EMEA IT security professionals are suffering under the pressure of email attacks

Every day, there are countless headlines in the world’s media documenting the damage of cyber attacks. It’s almost always the financial and reputational damage inflicted upon organisations that’s focused upon, rather than the human cost of these attacks.

  • 4 years ago Posted in

In order to find out more about this, Barracuda Networks carried out a study of 660 IT security professionals in organisations between 100 to over 5000 employees across the globe. Of those, almost 20% of responses (124) came from EMEA.

The results make worrying reading for businesses, suggesting that employee productivity is under considerable threat from email security attacks. At a time when organisations are looking to maximise budgets and resources, we discovered that 40% of IT professionals in EMEA consider email security attacks to have a negative impact on employee productivity.

The human element

According to the survey, EMEA IT teams receive more suspicious emails than the global average, with 7% receiving over 50 per day and a third (32%) receiving between six and 50 per day.

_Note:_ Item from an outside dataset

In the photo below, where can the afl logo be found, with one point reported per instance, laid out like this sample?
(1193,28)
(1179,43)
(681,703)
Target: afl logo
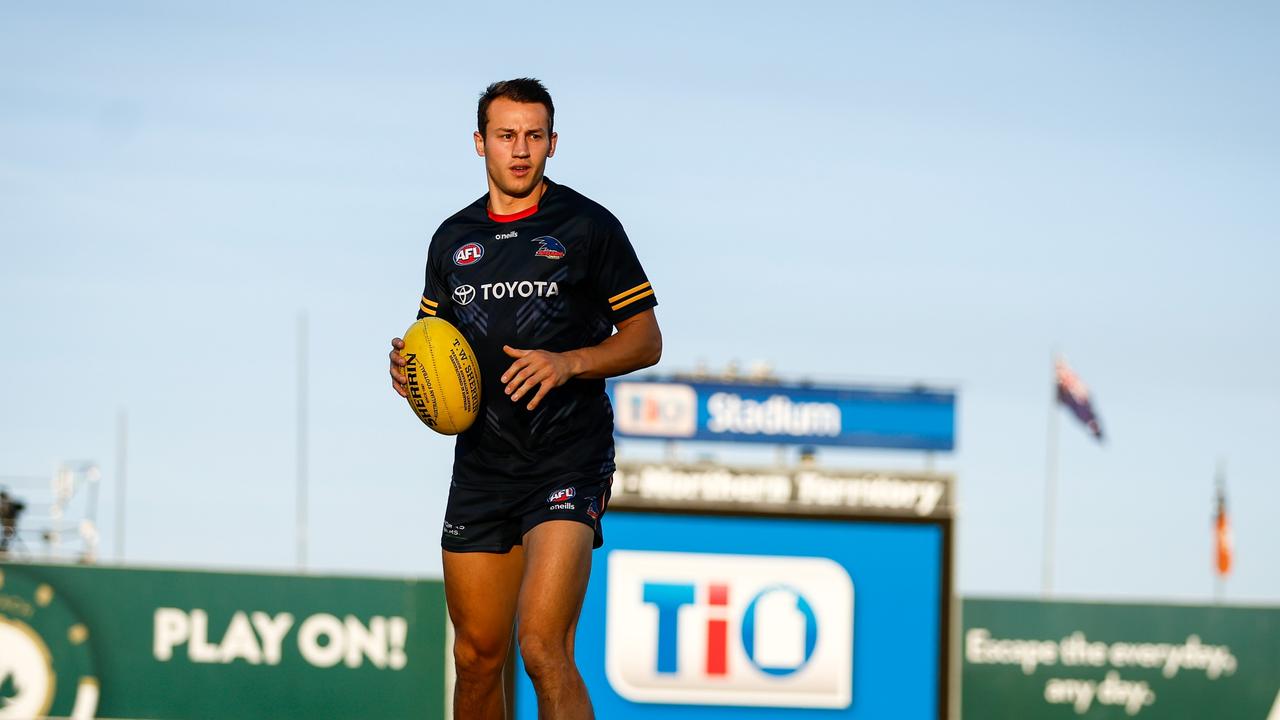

Although 44% of respondents agreed that very few (less than 10%) of the suspicious emails reported turn out to be fraudulent, the time taken to identify and respond to email reports on this scale is taking its toll on IT teams’ productivity. So much so, that the vast majority (81%) admitted spending over 30 minutes investigating and remediating each email attack, while 47% spend over an hour per attack.

It’s clear email attack management has created a significant overhead for EMEA organisations. Without the correct automated incident response tools in place to alleviate the stress and complexity of email attacks, the manual investigation and resolution time can only be expected to rise.

A rising concern outside of the workplace

Outside of the office, these attacks are also affecting the well-being of IT professionals at home. Over a third (38%) blame email attacks for increased stress at work, with senior IT leaders most likely to suffer this impact.

The same number (38%) admit to worrying about email attacks outside of work hours with 16% having to cancel personal plans due to email attacks. Additional stress comes from the potential reputation damage that comes from successful attacks, which 32% admit is a concern.

This stress is also reinforced by respondents lack of faith in their organisation’s security. Over half (52%) of EMEA respondents claim that their organisation’s security is unlikely to have improved in the last year, compared to the global average of 63%. The global results also identified EMEA as the region most likely to fall victim to spear phishing attacks, with 48% of EMEA organisations falling victim to spear phishing in the past twelve months.

The results found that the impact of spear phishing attacks on the reputation of organisations in EMEA is much higher compared to other regions; 39% of EMEA respondents reported damage to the reputation over the past year, compared to the global average of 27%.

Combine this with the fact that EMEA respondents believe their investment is lagging behind the rest of the world when it comes to dedicated spear phishing and automated incident response and we begin to see the worrying spot EMEA IT teams find themselves in.

But why is this the case? Especially since IT professionals know that successful security requires a combination of innovative technology and effective training.

A lagging region

Firstly, EMEA budgets are increasing at a much slower rate than the rest of the world. This could be attributed to the pattern of spending on email security, which shows that over half (54%) of EMEA organisations have not changed their spending over the past year, versus a global average of 45%, while only 39% have increased their spending (compared to 48% worldwide).

In addition to this, most organisations are also lacking correct security awareness training, with almost a quarter (23%) of EMEA respondents admitting that they have never received email attack training, compared to the global average of 17%. Less than a quarter (21%) of EMEA respondents had received sufficient email security training in the past three months. For context, in the US this number almost doubled at 39%.

Across the board EMEA IT security teams are lagging behind their global peers when it comes to email security, which is having a direct impact on the productivity and stress of their employees. Be it the right tools, the right training or more, it’s clear EMEA organisations have far to go to bridge the gap and turn their employees into an effective line of defence as part of a wider holistic email protection strategy.